Every endeavour will be made to deliver the correct quantity ordered, but owing to difficulty of producing exact quantities and in conformity with normal metal trade practice, estimates are conditional upon a margin of ± 50% being allowed for over and under deliveries, the same to be charged for or deducted as the case may be, on a pro rata basis.  When goods are consigned in or on returnable containers, drums, spools, boxes, crates, bags, packages, etc. any deposits or charges raised and invoiced in respect of such returnable containers, etc. shall be due and payable by the Purchaser at the same time as payment is due for goods so consigned.  Returnable empties shall be consigned carriage paid, or carriage forward, as agreed in respect of each order to the works from which they were originally despatched and prompt notification of such consignment shall be sent to the Seller.  Upon receipt of such returned empties in good condition the Seller credit the Purchaser (or refund the Purchaser on request) with the full deposited of paid therefor by the Purchaser.

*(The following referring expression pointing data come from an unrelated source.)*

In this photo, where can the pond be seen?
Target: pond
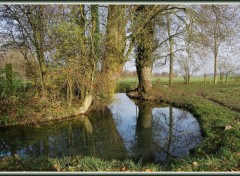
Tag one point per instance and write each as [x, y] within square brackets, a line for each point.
[129, 129]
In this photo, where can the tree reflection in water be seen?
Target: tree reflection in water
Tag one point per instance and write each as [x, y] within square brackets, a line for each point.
[159, 134]
[137, 130]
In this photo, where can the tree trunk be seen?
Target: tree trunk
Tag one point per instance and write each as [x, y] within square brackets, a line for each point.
[226, 78]
[221, 77]
[170, 50]
[205, 79]
[144, 49]
[144, 78]
[115, 46]
[9, 77]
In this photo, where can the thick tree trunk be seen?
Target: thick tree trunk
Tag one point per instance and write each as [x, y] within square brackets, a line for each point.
[144, 78]
[144, 49]
[115, 46]
[170, 50]
[221, 77]
[205, 78]
[9, 77]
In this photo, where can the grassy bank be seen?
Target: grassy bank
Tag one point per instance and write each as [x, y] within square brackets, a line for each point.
[217, 110]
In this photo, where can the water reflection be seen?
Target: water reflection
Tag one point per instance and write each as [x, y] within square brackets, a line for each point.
[137, 130]
[95, 136]
[161, 133]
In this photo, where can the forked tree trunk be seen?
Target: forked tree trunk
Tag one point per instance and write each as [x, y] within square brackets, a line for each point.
[144, 49]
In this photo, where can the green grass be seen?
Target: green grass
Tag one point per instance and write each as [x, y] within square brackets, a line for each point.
[215, 107]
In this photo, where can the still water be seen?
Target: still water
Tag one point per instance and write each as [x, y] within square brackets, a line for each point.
[136, 130]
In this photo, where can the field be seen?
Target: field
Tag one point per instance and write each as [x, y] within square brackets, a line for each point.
[217, 108]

Value Added Tax will be levied unless a copy of the exemption certificate s supplied to the Seller.  It is the Purchaser’s responsibility when placing an order to indicate whether that order is subject to the abovementioned tax or not.

11.

WAIVER

 

Any relaxation which the Seller may permit on any one occasion in regard to any of the Purchaser’s obligations shall not prejudice or be regarded as a waiver of the Seller’s right to enforce those obligations on any subsequent occasion.

12.

NON-VARIATION

 

No alteration or variation of these conditions shall be any force or effect unless it is recorded in writing and signed by or on behalf of the Seller.

13.

NEGOTIABLE INSTRUMENTS

  Any promissory note, bill of exchange or other negotiable instrument received by the Seller from the Purchaser shall not be a novation of the debt for which it is given, and the Purchaser waives presentment, notice of dishonour or protest where applicable.
   

14.

RETURN OF GOODS

 
14.1 No goods may be returned or charged without the Seller’s prior written consent.

14.2

If the Seller does consent in terms of 14.1, the Purchaser shall be obliged to pay a handling fee of 10% (ten percent) of the invoiced price of the goods, which handling fee shall form part of the selling price of the goods which price will be increased by an amount equivalent to such handling fee.

15.

PROPER LAW

 

The validity of the contract its interpretation, the respective rights and obligations of the parties and all other matters arising in any way out of it or its performance or expiration or earlier termination for any reason, shall be determined in accordance with the laws of the Republic of South Africa.

16.

JURISDICTION

 
16.1 If the Purchaser is resident or carries on business in the Republic of South Africa then the Seller shall be entitled to institute any proceedings against the Purchaser arising out of the contract in any Magistrates Court having jurisdiction over the Purchaser even if the cause of action exceeds the jurisdiction.
16.2

If the Purchaser is not a resident of and does not carry on business in the Republic of South Africa, then the Purchaser consents and submits to the jurisdiction of the Gauteng Local Division of the Supreme Court of South Africa and all Courts of Appeal therefrom for all purposes arising out of the contract.

17.

LEGAL COSTS

 

The Purchaser shall pay all legal costs, on the attorney and client scale (including collection commission) incurred by the Seller in the recovery from the Purchaser of all or any money owing by the Purchaser under contract of sale.

18.

DOMICILIUM

 

The Purchaser chooses the address at which the goods are to be delivered as its domicilium citandi et executandi for all purposes under the contract.

19.

INTERPRETATION

  The heading in these conditions are for convenience only, and are not to be taken into account for the purpose of interpreting the contract.